Temptations try to follow me,
But my eyes are fixed on the prize!
No more will I fall by the wayside......
And as I drift down off my high
My laziness becomes magnified.
And I actually have to put effort into staying saved this time.

And you see, effort is not really my thing...
(Even though it's obviously the key
To failure or living successfully.)

Sigh...that gotta be the catch!
Because like the back of my hand, I know what happens next.
I battle...I lose...I fall.
Even though I know the scriptures...
Even know I memorized them all.
And it's not that I gave up.
It's that I rather cope, then fight.
I rather settle & to my surprise
My flesh never died.

But before I turn back, let me truthfully speak
Honestly, I appreciate everything you've done for me...
And humbly, I willingly pass up all the opportunities you've offered me
Because if the truth be told, I'm more comfortable pleasing me.

Then God spoke to me:
"You know how to be bound...
But you don't know how to be free.
You're searching for a comfort zone...
You don't know how to trust me.
You're contemplating a change of heart...
You don't know how to love me.
You don't know how to please me,
But you know how to hurt me."

Ouch. Hit home.
And I realize that I have to leave this cycle alone.

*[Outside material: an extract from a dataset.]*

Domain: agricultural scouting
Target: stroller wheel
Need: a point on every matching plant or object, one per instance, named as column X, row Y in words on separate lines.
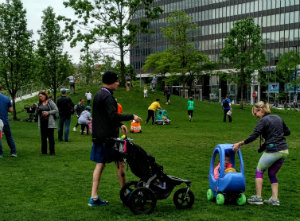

Effort, Pain & Humility is the key...
The key to living for you.
Same key you used to die for me.

So, I'll fight...
I'll fight for my life.
It's my choice.
And now that I'm free,
It's my right.

Saturday, July 17, 2010

strategic.

Well...I can honestly begin by saying that I have no idea how this blog will turn out or what will be discussed...but I'll began by saying that I'm grateful for my life......my life has been waaay too...(searching for word)........(couldn't find one.) I've been thru a lot...(understatement). God had a plan for my life, but guess who else did??

Yep. Satan did.
Full blown out scheduled plan. Severely detailed. Most of it was obviously unveiled to me, (because I play'd right into it)...but what about the dangers, threats, & traps I couldn't see??....wow. What about the times I was severely tormented and couldn't even speak? or think clearly? or the times I was drunk and high...out of my mind...out driving?! i STILL don't know how I got home.......I was clearly warned in 1 Peter 1:13 "Be sober, be vigilant; because your adversary the devil is as a roaring lion, seeking whom he might devour."

Didn't listen.

What about the times where I purposely said in my heart that I WILL NOT OBEY aka "Doing Me". How about the relationships that I entered...the ones that required more of me...the ones I left God for. Yes, I've done it. Often. Took a stab at a lot of things...

Yet, I open my eyes day after day. I would love to ask why, but I rather take a minute to realize how important it is to yield my life over to God...it's gotta be a reason He kept me. I rather find the answer to that. Which will answer both questions...

Take a minute to think back...take a minute to look around and acknowledge. Only you know what
COULD'VE possibly taken place & Satan's MANY attempts to demolish you...BUT GOD. #thinkonthat. #goodnite.